Spring shiped with two different flavor of IoC containers BeanFactory
and ApplicationContext
. BeanFactory
provides the configuration framework and basic functionality and ApplicationContext
is a sub-interface of BeanFactory. It adds easier integration with Spring’s AOP features; message resource handling for use in internationalization, event publication; and application-layer specific contexts such as the WebApplicationContext
for use in web applications. ApplicationContext
will be used in this example.
Serveral implementation of ApplicationContext
are provided ClassPathXmlApplicationContext
and FileSystemXmlApplicationContext
. The different between the two is ClassPathXmlApplicationContext
look for xml file in the class path while FileSystemXmlApplicationContext
look for xml file from file system.
Here is how one would normally resolve a bean from Spring IoC container.

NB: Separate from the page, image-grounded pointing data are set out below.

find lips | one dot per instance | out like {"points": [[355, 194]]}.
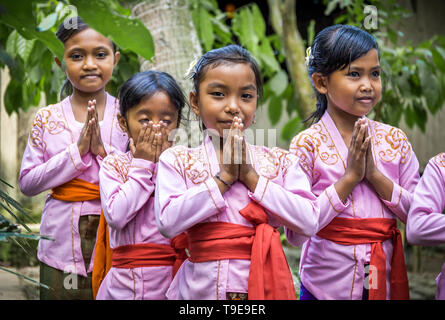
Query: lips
{"points": [[366, 99], [90, 76]]}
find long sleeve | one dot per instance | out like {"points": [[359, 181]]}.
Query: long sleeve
{"points": [[122, 197], [177, 208], [327, 201], [38, 174], [292, 203], [426, 222], [402, 194]]}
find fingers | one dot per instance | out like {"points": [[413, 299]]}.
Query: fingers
{"points": [[132, 146]]}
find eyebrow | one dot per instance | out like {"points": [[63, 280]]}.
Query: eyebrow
{"points": [[362, 69], [213, 85], [83, 49]]}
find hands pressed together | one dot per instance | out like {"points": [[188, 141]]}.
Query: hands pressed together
{"points": [[151, 141], [236, 163], [90, 138]]}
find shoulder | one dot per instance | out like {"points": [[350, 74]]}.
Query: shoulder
{"points": [[439, 160]]}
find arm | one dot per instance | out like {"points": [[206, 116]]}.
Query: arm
{"points": [[402, 192], [178, 208], [38, 175], [426, 222], [292, 203], [121, 200]]}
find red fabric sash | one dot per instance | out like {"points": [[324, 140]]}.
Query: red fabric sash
{"points": [[374, 230], [269, 274]]}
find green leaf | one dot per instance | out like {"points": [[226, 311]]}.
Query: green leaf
{"points": [[275, 109], [19, 15], [291, 128], [48, 22], [205, 29], [279, 83], [126, 32], [258, 21]]}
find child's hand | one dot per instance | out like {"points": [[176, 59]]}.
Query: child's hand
{"points": [[247, 174], [232, 152], [84, 141], [148, 144], [371, 169], [97, 147], [165, 143], [356, 163]]}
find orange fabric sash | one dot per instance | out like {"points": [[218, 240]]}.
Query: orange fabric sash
{"points": [[80, 190], [269, 274], [374, 230]]}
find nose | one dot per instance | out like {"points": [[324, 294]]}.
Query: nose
{"points": [[365, 85], [90, 62], [233, 106]]}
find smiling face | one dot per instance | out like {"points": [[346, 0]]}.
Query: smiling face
{"points": [[156, 108], [89, 60], [226, 91], [356, 89]]}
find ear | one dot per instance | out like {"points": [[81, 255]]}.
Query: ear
{"points": [[122, 123], [320, 82], [117, 56], [194, 103]]}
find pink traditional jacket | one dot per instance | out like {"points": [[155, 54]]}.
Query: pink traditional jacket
{"points": [[426, 221], [186, 194], [127, 196], [52, 158], [327, 269]]}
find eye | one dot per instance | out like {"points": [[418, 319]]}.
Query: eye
{"points": [[76, 56], [217, 94], [247, 96], [353, 74], [102, 55], [376, 73]]}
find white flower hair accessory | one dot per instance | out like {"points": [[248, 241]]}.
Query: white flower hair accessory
{"points": [[309, 56], [191, 70]]}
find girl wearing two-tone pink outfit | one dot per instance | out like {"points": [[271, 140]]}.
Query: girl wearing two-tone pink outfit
{"points": [[225, 208], [426, 221], [66, 143], [362, 172], [142, 259]]}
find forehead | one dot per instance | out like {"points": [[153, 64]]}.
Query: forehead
{"points": [[87, 39], [370, 60], [231, 74], [158, 104]]}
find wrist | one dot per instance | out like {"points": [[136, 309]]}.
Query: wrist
{"points": [[226, 177]]}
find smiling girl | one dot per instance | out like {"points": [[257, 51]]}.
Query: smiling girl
{"points": [[230, 204], [66, 143], [362, 172]]}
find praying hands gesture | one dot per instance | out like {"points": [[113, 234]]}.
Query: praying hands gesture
{"points": [[90, 138], [236, 163], [361, 165]]}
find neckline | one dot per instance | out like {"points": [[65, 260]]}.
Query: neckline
{"points": [[69, 114]]}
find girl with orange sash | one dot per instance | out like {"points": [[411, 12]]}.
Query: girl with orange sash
{"points": [[230, 203], [66, 143], [142, 260], [362, 172]]}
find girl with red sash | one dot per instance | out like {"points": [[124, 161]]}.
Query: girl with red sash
{"points": [[65, 146], [362, 172], [228, 195], [142, 260]]}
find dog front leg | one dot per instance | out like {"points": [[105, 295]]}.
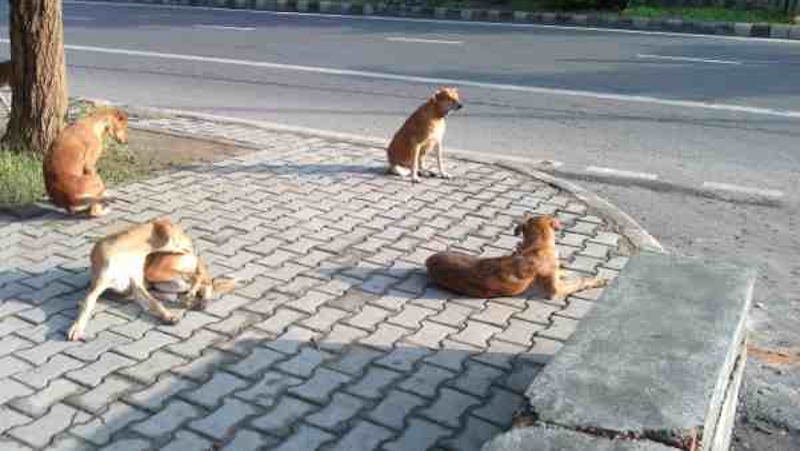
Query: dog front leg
{"points": [[440, 160], [87, 307], [415, 165], [153, 305]]}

public class Application {
public static void main(String[] args) {
ApplicationContext context =
new ClassPathXmlApplicationContext("beans.xml");
DVDManager manager =
context.getBean("dvdManager", DVDManager.class);
}
}
@ComponentScan, @Component, @Autowired and Automatic Discovery
With @Configuration
with @ComponentScan
on Application
class will allow Spring to automatically discover bean for us. Annotating class with @Component
tells spring that aforementioned class should be register as a bean. Annotating property, constructor or setter with @Autowired
tell spring to resolve and inject the needed dependencies automatically. Combining these annotations all together resulting in automatically bean declaration, discoverty and resolving, thus completely eliminated the need of xml configuration and manually resolving bean using ApplicationContext
. Simple example of configuration class. Note that we pass the string to @ComponentScan
this is the base package, all annotated class under this base package will be scan.
@Configuration
@ComponentScan("com.worldclassdvd")
public class Application {
// more configuration
}
To declared bean using @Component
and inject it dependencies.
@Component
public class DVDManager {
// property injection
@Autowired
private DVDRepository repo;
// Autowired dependency with constructor
@Autowired
public DVDManager(DVDRepository repo) {
this.repo = repo;
}
// Or using setter injection
@Autowired
public void setRepo(DVDRepository repo) {
this.repo = repo;
}
}
You see that even though the class field marked as private
this doesn't stop spring from autowiring its depedency.
Conclusion
Dependency Injection and IoC container are the fundamental concept of Spring framework, understanding and master it enable us to dive deep into the framework.